I am not a saint,but im fearful of the almighty and some type of a way i was going to go through this.
I was going to have this baby and make from myself a better person.

"No Julie I can't do that.
It is just a baby.
I can't do that to this little creature.
He or she doesn't have the fault that his/hers father is sins.
If this happens it was for a reason Julie.
I can't abort the baby.
It is my baby too after all and i know this sounds crazy,but i want to keep it." I said little frustrated at what my friend suggested, but i knew she mean no harm.
She only wanted the best for me.
I knew how this baby was create.
Was i happy?
No,but i won't forgave myself is something happens to her or him.
God give it to me,so i must fullfill my duty as a mother.

"WHAT?????
ARE YOU OUT OF YOUR MIND DEEH.
ARE YOU ON DRUGS OR SOME CREEPY SHIT???
YOU CAN'T HAVE HIS FUCKING BABY.
DID YOU FORGET THAT HE RAPED YOU?
YOU KNOW HOW AWFUL IT WOULD BE TO LOOK AT HIS BABY EVERY FUCKING DAY.
That would be the biggest mistake you do in your life" she shout at me.
I was perplexed.
Julie never yelled at me before.
When i mean never i mean never.
I think the whole complex heard her yelling at me.

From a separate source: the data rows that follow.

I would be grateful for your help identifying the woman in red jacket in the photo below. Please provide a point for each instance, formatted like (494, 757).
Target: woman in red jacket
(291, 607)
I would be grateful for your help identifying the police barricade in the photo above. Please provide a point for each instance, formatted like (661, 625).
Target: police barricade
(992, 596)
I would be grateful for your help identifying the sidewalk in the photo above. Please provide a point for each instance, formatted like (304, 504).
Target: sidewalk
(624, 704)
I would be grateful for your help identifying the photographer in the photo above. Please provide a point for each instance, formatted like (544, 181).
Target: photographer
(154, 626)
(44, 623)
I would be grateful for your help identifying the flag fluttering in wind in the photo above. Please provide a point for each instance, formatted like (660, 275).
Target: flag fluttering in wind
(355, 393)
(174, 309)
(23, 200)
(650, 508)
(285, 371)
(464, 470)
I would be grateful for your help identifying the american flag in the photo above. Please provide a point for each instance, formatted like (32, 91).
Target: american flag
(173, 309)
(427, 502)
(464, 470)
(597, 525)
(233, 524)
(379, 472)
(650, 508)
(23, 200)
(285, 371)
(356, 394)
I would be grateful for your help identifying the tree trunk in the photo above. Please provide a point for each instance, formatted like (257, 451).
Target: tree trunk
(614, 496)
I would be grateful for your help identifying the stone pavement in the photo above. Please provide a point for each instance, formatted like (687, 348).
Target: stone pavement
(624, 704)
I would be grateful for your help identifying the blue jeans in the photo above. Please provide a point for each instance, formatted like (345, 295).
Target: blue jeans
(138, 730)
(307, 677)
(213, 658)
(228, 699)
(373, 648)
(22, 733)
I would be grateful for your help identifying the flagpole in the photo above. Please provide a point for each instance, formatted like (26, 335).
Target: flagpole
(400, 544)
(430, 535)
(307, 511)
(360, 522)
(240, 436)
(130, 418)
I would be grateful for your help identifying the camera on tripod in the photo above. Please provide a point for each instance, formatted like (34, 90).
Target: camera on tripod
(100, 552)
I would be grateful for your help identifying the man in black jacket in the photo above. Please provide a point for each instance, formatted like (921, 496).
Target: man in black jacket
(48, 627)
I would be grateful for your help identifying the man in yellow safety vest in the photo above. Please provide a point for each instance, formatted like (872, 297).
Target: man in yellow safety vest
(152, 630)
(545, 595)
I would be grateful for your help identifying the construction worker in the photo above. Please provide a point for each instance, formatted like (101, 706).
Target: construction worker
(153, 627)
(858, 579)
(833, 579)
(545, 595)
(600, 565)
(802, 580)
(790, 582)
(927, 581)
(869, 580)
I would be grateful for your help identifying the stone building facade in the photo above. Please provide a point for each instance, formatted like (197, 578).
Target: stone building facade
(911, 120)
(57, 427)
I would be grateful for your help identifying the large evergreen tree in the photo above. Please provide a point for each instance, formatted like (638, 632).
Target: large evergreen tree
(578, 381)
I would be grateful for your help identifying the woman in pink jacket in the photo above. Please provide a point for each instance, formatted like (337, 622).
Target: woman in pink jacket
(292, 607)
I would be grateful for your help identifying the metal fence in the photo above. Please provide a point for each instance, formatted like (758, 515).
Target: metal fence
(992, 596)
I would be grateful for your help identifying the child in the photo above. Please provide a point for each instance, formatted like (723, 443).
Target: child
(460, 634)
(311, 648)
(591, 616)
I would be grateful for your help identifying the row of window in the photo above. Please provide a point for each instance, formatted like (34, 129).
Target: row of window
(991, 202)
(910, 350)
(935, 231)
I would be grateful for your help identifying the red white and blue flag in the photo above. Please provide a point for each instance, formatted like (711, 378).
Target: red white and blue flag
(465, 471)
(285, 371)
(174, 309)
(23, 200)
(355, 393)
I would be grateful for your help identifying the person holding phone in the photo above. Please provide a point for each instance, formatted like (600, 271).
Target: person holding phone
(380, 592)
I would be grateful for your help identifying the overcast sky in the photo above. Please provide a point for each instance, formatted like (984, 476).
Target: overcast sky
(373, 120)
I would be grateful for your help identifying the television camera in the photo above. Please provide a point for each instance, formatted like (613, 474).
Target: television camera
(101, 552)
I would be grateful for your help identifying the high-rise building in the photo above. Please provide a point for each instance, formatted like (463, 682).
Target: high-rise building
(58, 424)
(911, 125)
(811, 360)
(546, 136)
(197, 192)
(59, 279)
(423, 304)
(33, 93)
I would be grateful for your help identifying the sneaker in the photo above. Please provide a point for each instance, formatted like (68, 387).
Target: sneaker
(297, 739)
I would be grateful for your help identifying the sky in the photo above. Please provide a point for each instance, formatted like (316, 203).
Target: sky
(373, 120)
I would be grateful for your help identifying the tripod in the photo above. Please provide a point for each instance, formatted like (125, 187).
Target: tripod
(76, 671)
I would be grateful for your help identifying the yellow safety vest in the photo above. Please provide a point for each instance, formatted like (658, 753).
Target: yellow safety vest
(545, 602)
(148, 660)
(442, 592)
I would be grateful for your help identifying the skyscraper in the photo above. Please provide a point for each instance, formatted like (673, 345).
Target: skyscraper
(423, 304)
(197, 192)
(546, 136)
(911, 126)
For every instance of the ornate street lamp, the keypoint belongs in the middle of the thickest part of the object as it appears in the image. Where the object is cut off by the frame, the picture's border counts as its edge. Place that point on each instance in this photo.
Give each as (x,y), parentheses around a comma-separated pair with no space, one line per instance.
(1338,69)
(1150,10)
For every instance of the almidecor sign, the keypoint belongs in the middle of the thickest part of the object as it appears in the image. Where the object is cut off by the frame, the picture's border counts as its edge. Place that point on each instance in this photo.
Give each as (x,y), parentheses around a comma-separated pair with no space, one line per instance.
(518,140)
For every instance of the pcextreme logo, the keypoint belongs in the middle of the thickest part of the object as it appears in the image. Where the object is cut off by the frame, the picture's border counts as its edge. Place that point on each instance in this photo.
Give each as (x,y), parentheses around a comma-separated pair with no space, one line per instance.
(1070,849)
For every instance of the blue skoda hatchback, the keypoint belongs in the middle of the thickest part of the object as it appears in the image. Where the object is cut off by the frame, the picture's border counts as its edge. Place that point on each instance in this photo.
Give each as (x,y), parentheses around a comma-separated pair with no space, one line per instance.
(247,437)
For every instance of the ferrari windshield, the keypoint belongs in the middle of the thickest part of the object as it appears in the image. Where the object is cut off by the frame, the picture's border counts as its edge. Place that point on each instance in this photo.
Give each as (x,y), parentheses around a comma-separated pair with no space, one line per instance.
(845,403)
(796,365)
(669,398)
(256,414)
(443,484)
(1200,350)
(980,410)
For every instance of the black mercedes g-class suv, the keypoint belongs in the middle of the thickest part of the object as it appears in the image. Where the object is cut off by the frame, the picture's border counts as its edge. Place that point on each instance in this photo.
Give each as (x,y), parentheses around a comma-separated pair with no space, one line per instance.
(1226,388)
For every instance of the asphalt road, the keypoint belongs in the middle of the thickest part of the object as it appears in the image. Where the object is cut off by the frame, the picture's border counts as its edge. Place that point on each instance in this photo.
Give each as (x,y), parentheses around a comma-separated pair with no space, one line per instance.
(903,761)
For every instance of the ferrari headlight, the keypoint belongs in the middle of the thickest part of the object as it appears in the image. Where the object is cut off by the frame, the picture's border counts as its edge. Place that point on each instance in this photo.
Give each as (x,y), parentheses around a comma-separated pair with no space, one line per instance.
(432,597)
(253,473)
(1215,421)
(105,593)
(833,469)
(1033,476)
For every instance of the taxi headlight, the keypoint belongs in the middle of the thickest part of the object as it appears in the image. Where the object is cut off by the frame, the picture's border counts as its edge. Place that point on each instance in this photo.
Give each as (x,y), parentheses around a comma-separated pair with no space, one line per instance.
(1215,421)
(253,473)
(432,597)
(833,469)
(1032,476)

'My baby isn't an mistake'.
I told myself.

"My baby isn't an mistake Juliska.
IT IS MY BABY,,MY LIFE,,MY BODY AND I WILL DO WHAT I WANT.
I have decided that i will have my baby.
I would raise and care for him/her and it will be only mine.
He or she would never know how he or she was concieved.
I will protect her/him." I said to her in a way that she would understand.
I thought she said that she will support me no matter what.

"Deeh Im sorry.
I just want you to be happy and to do the right thing,but if this is what you want I will support you Deeh.
You are my best friend and I love you.
Im so sorry.
I don't know what got into me.
Im just so damn mad with him and with myself.
This is all my fault.
I should never had let you alone with that monster.
Im sorry Deeh"she said putting her face in her hands and crying
I could her the remorse in her voice and it was sincere,but what happend was not her fault or anybody else.
It was what got had planned for me and it happend to make me stronger and blessed me with this baby.

"It's okay Julie.
It was not your fault.
It just happend and I love you 2,but I can't do that to the baby.
Please my friend be by my side and hope someday when you have your childeren you will understand were i coming from with this decision."I said in calm voice.
For the first time in 6 weeks i didn't cry.
I felt at peace and strong.
Ready for this challenge that god provided me.
I was ready to move on,so i decided that whenever i got a chance i will look for a therapist to help me,because i can't do it alone.